Thousands flee Ethiopian regional capital to overcrowded camps as troops ordered to launch assault
Thousands of people continue to flee the capital of Ethiopia’s northern region of Tigray as the federal government ordered troops to move for the “final phase” of an offensive to arrest defiant regional leaders.
Ethiopian Prime Minister Abiy Ahmed warned residents in Mekele, a densely populated city of 500,000 people, to stay indoors and disarm.
Locals would be shown “no mercy” if they did not separate themselves from the Tigray leaders, Mr Ahmed said, although his government has vowed to protect civilians.

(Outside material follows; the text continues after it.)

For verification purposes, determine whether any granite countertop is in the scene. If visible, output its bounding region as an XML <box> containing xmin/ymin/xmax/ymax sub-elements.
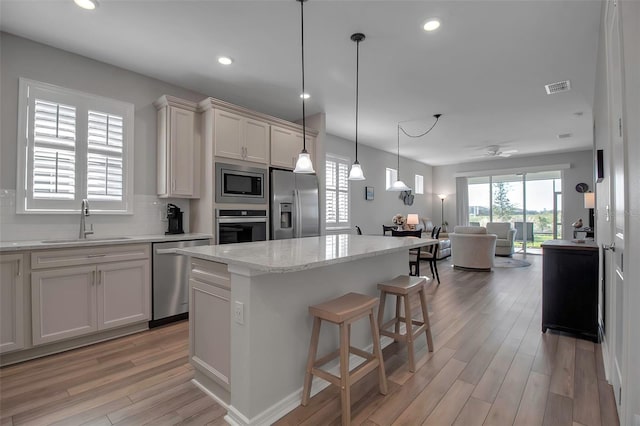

More than 40,000 refugees - nearly half of them children - have already crossed into a remote part of Sudan where local communities and humanitarian workers struggle to provide food, shelter and care in already swollen camps.
Umm Rakouba camp, in a valley in remote part of Sudan, is already over capacity.
The camp which is meant to house 5,000 Ethiopian refugees fleeing violence from the Tigray region has now almost doubled that capacity.
An outbreak of Covid-19 outbreak in these overcrowded camps remains a very real threat.
The military are now reportedly standing at the border with Sudan and preventing people from leaving Ethiopia, according to the BBC.
The Tigray region has been the centre of increased tension and conflict over the past few weeks.
With communications and transport links severed, it is difficult to verify the true extent of the violence in the area, but reports say hundreds of people have been killed and thousands have been forced from their homes as Ethiopian government forces seize towns from the Tigray People’s Liberation Front (TPLF) party which controls the region.
Refugees from neighbouring Eritrea have been caught up in fighting close to camps of nearly 100,000.
The United Nations has urged immediate access for humanitarian aid as food and other vital supplies begin to run out in the Tigray region of 6 million people.
“We cannot keep social distancing here in the camp,” said Mohammed Rafik Nasri, from the UN refugee agency.
“It is really challenging among the several issues in need that are growing because the number is growing. Today we are receiving a convoy of 1,000 arriving in the camp. And shelter is one of the biggest challenges that we have at the moment.”
One refugee Atsbaha Gtsadik said: “It makes me so sad. The country has no peace. You see one tribe killing another. It is so hard.”
Fighting is thought to have that erupted on November 4 between central government forces and the heavily armed regional TPLF.
The TPLF which once dominated Ethiopia’s government have been sidelined under Mr Abiy’s - last year’s Nobel Peace Prize winner - rule.
The two governments now regard each other as illegal.
The fighting threatens to destabilise Ethiopia, which has been described as the linchpin of the strategic Horn of Africa.
Abiy, has rejected international “interference.”
His government has said three high-level African Union envoys for the conflict can meet with him, but not with the Tigray leaders.